Expected Output (Example):

Using device: cuda

CPU Matrix Multiplication Time: 2.3456 seconds
GPU Matrix Multiplication Time: 0.1234 seconds
Maximum difference between CPU and GPU results: 0.0000

Explanation:

Smaller Tensors: Demonstrates that even with smaller tensors, GPUs can offer significant speedups.
Consistency: Ensures that GPU computations are accurate by comparing results with CPU computations.

5. Moving Models to GPU

Just like tensors, neural network models need to be moved to the GPU to leverage acceleration during training and inference.

5.1. Transferring a Simple Neural Network

Example 6: Moving a Neural Network to GPU

import torch
import torch.nn as nn

# Define device
device = torch.device("cuda" if torch.cuda.is_available() else "cpu")
print("Using device:", device)

# Define a simple neural network
class SimpleNet(nn.Module):
    def __init__(self):
        super(SimpleNet, self).__init__()
        self.fc1 = nn.Linear(10, 50)
        self.relu = nn.ReLU()
        self.fc2 = nn.Linear(50, 1)
    
    def forward(self, x):
        out = self.fc1(x)
        out = self.relu(out)
        out = self.fc2(out)
        return out

# Instantiate the model
model = SimpleNet()
print("\nModel on CPU:", next(model.parameters()).device)

# Move the model to GPU
if device.type == 'cuda':
    model = model.to(device)
    print("Model moved to GPU:", next(model.parameters()).device)
else:
    print("Model remains on CPU.")

Expected Output (Example):

Using device: cuda

Model on CPU: cpu
Model moved to GPU: cuda:0

Explanation:

Model Definition: A simple feedforward neural network with two linear layers and a ReLU activation.
Moving to GPU: .to(device) transfers all model parameters to the specified device.
Verification: Checks the device of the model's first parameter to confirm the transfer.

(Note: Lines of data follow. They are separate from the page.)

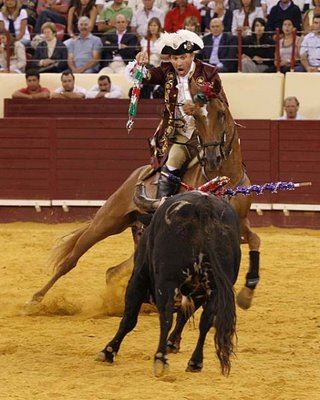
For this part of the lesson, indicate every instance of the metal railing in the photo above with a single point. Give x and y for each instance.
(240, 46)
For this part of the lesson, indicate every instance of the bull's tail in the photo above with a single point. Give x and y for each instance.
(64, 247)
(225, 314)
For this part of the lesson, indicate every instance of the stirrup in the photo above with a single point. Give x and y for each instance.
(166, 187)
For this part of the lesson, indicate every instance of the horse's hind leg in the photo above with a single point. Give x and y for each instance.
(66, 255)
(244, 297)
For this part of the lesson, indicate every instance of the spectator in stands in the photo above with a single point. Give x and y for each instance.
(119, 47)
(258, 49)
(266, 6)
(104, 89)
(310, 49)
(308, 16)
(15, 20)
(244, 17)
(84, 51)
(192, 24)
(219, 11)
(141, 18)
(150, 42)
(174, 19)
(285, 9)
(31, 7)
(69, 90)
(291, 107)
(220, 48)
(51, 11)
(107, 18)
(33, 89)
(17, 53)
(50, 55)
(286, 43)
(81, 8)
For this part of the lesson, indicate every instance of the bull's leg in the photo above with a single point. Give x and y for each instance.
(136, 293)
(173, 343)
(195, 363)
(244, 297)
(165, 305)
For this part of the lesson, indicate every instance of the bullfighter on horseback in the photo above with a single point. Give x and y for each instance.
(178, 122)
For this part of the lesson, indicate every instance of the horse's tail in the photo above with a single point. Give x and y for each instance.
(225, 313)
(60, 252)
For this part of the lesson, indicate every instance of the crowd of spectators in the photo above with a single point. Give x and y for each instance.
(68, 89)
(87, 36)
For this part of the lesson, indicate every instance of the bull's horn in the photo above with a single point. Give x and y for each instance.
(142, 201)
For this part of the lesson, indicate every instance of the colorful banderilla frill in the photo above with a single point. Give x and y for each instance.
(215, 186)
(138, 76)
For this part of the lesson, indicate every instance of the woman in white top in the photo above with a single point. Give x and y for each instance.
(308, 16)
(244, 17)
(17, 54)
(286, 43)
(15, 20)
(149, 43)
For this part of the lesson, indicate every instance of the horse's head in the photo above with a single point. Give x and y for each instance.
(216, 130)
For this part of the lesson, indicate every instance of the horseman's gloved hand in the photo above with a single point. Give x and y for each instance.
(190, 108)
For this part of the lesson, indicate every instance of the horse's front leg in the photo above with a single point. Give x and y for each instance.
(244, 297)
(165, 304)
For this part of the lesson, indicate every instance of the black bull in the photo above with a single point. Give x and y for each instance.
(188, 256)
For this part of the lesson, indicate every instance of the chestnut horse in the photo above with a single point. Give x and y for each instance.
(218, 153)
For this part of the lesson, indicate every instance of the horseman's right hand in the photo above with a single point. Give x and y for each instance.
(142, 58)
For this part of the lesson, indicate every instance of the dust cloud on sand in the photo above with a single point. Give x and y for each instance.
(48, 352)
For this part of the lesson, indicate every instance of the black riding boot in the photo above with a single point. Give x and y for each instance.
(252, 277)
(166, 187)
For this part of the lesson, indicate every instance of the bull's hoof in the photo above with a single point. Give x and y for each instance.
(172, 347)
(160, 365)
(36, 298)
(244, 298)
(160, 368)
(194, 366)
(107, 355)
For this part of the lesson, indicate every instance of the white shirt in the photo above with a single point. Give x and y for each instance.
(17, 23)
(285, 117)
(214, 59)
(76, 89)
(155, 58)
(184, 96)
(115, 92)
(311, 46)
(140, 19)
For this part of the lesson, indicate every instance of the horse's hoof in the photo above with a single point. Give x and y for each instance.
(100, 357)
(160, 368)
(106, 356)
(194, 366)
(36, 298)
(244, 298)
(172, 348)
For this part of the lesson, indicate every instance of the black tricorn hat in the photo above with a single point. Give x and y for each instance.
(180, 42)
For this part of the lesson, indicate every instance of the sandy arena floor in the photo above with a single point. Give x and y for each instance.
(50, 355)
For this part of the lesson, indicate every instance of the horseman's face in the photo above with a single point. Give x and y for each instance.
(182, 63)
(291, 107)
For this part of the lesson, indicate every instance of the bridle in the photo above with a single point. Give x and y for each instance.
(199, 147)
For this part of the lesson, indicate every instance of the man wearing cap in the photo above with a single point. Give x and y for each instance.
(177, 77)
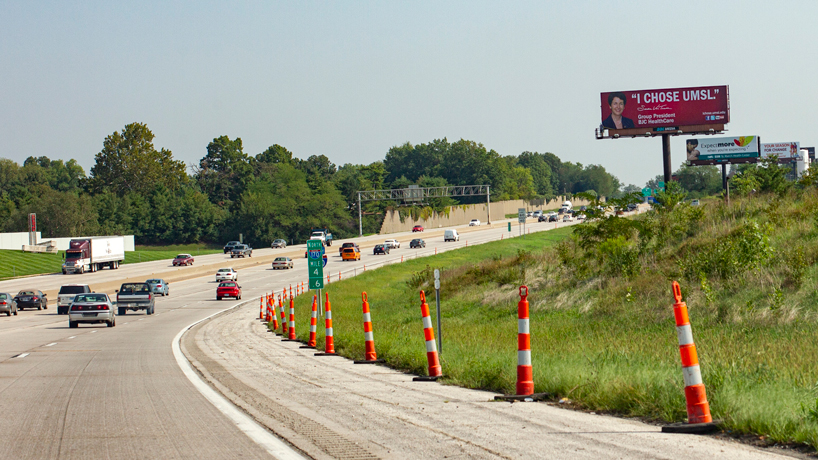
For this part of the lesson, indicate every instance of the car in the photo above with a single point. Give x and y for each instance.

5.2. Training a Model on GPU

Example 7: Training a Simple Model on GPU

import torch
import torch.nn as nn
import torch.optim as optim

# Define device
device = torch.device("cuda" if torch.cuda.is_available() else "cpu")
print("Using device:", device)

# Define a simple model
class SimpleNet(nn.Module):
    def __init__(self):
        super(SimpleNet, self).__init__()
        self.fc1 = nn.Linear(100, 50)
        self.relu = nn.ReLU()
        self.fc2 = nn.Linear(50, 10)
    
    def forward(self, x):
        out = self.fc1(x)
        out = self.relu(out)
        out = self.fc2(out)
        return out

# Instantiate the model and move to device
model = SimpleNet().to(device)

# Define loss and optimizer
criterion = nn.CrossEntropyLoss()
optimizer = optim.Adam(model.parameters(), lr=0.001)

# Dummy data
batch_size = 64
inputs = torch.randn(batch_size, 100).to(device)
labels = torch.randint(0, 10, (batch_size,)).to(device)

# Training loop
for epoch in range(5):
    # Forward pass
    outputs = model(inputs)
    loss = criterion(outputs, labels)
    
    # Backward and optimize
    optimizer.zero_grad()
    loss.backward()
    optimizer.step()
    
    print(f"Epoch [{epoch+1}/5], Loss: {loss.item():.4f}")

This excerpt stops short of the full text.